За чаем Корчмарев с Любовью Егоровной быстро нашли общий язык. Некоторое время они шутливо перебранивались, как "старый москвич" и "коренная ленинградка". Потом горячо заспорили о Кронштадте, в который оба были пламенно влюблены.
- Вы, москвичи, - с возмущением говорила "Крупская", - когда приезжаете в Ленинград, мчитесь в Петергоф, в Царское Село. "Ах, дворцы, ах, фонтаны, ах, русский Версаль!" Вам фальшивой красоты подавай!
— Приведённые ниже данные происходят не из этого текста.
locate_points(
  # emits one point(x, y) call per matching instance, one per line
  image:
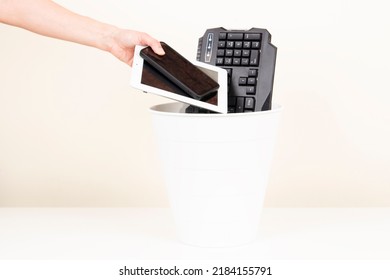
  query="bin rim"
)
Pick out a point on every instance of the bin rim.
point(158, 110)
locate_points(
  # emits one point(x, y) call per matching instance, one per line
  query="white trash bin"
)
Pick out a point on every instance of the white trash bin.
point(216, 169)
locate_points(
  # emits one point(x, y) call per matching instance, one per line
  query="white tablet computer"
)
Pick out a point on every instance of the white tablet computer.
point(146, 78)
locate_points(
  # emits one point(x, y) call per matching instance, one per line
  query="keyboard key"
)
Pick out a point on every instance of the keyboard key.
point(221, 44)
point(255, 45)
point(252, 81)
point(235, 36)
point(229, 70)
point(222, 35)
point(244, 61)
point(238, 45)
point(228, 61)
point(249, 103)
point(240, 105)
point(251, 90)
point(229, 53)
point(242, 81)
point(236, 61)
point(220, 52)
point(219, 61)
point(252, 36)
point(254, 58)
point(246, 53)
point(252, 73)
point(232, 101)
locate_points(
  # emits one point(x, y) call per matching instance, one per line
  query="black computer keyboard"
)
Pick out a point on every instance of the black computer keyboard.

Вы не чувствуете строгого великолепия Кронштадта, основанного на радости добровольного подчинения.
- Вы не правы, Любовь Егоровна, - возразил Корчмарев, по-домашнему прихлебывая чай из блюдечка. - Вот я коренной москвич, но когда бываю в Питере, первым делом отправляюсь в Кронштадт. И не только потому, что у меня здесь живет брат. Я заболел этим городом, по-настоящему заболел! Кто не видел Кронштадта, его фортов, береговых укреплений, кораблей на рейде, морских офицеров с их культурой какой-то особенной, никогда не поймет Петербурга и не проникнется величием мыслей Петра. Будет думать, что какой-то царь-деспот построил на болоте столицу в подражание Европе и угробил при этом множество народу. Так и думают наши московские русопяты.
- А вы? - "Крупская" хитро сощурилась.
- Обижаете, Любовь Егоровна!
- А убитых рабочих и матросов где похоронили? - удалось втиснуться в разговор Джону.
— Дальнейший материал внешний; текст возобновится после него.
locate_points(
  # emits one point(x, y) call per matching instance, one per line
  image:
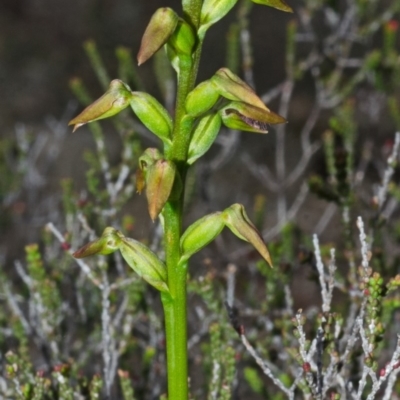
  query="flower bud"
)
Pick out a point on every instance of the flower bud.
point(238, 222)
point(112, 102)
point(153, 115)
point(211, 12)
point(145, 263)
point(182, 39)
point(201, 99)
point(278, 4)
point(201, 233)
point(243, 116)
point(160, 178)
point(140, 258)
point(161, 26)
point(204, 136)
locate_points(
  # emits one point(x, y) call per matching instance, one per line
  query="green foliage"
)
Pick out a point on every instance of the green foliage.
point(91, 328)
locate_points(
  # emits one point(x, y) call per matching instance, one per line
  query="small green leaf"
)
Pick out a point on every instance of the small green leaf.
point(106, 244)
point(201, 99)
point(153, 115)
point(278, 4)
point(145, 263)
point(161, 26)
point(243, 116)
point(204, 136)
point(211, 12)
point(112, 102)
point(200, 234)
point(239, 223)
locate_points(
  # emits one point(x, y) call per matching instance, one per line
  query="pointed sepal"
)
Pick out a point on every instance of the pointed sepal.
point(200, 234)
point(183, 39)
point(239, 223)
point(160, 178)
point(145, 263)
point(116, 99)
point(153, 115)
point(161, 26)
point(204, 136)
point(246, 117)
point(201, 99)
point(139, 257)
point(232, 87)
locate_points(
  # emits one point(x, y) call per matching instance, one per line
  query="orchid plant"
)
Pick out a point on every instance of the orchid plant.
point(200, 111)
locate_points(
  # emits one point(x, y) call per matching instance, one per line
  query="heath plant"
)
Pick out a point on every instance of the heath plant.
point(92, 328)
point(186, 135)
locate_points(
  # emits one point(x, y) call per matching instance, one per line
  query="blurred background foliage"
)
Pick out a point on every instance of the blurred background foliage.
point(98, 325)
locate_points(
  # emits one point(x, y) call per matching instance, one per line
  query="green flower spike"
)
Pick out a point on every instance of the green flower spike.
point(278, 4)
point(140, 258)
point(204, 136)
point(232, 87)
point(159, 182)
point(159, 177)
point(239, 223)
point(161, 26)
point(201, 99)
point(245, 117)
point(200, 234)
point(183, 39)
point(206, 229)
point(211, 12)
point(117, 98)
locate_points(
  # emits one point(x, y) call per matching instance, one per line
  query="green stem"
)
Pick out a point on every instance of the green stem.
point(174, 303)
- Вы имеете в виду Кронштадтский мятеж девятнадцатого года? - поняла его "Крупская". - Наверное, вы тоже, как часть нашей интеллигенции, считаете, что жестокость была неоправданной? Но знаете ли вы, юный гуманист, что когда красные отряды по весеннему ненадежному льду шли штурмовать предавший революцию Кронштадт, английская и французская эскадры уже стояли в ожидании на рейде.
- И все дело Петра полетело бы к чертям собачьим, - продолжил Корчмарев.
- Именно так! - воинственно поддержала его "Крупская".
Зазвонил телефон.
- Это вас, - с удивлением сказала Чагина. - По-моему, это звонит тот самый мужчина, который говорил вчера с Асей.
С нехорошим предчувствием Джон поднес трубку к уху.
- Как настроение, юноша? - развязно спросила трубка сладеньким голосом Вирского. - Можешь спокойно говорить? Но учти, если твой сексот находится рядом, в твоих же интересах отложить этот разговор.
- Нет, - соврал Половинкин, бросив взгляд на Семена Петровича. - Кроме Любови Егоровны здесь нет никого.
- Ты уже догадался, гаденыш, что твоя Ася у меня?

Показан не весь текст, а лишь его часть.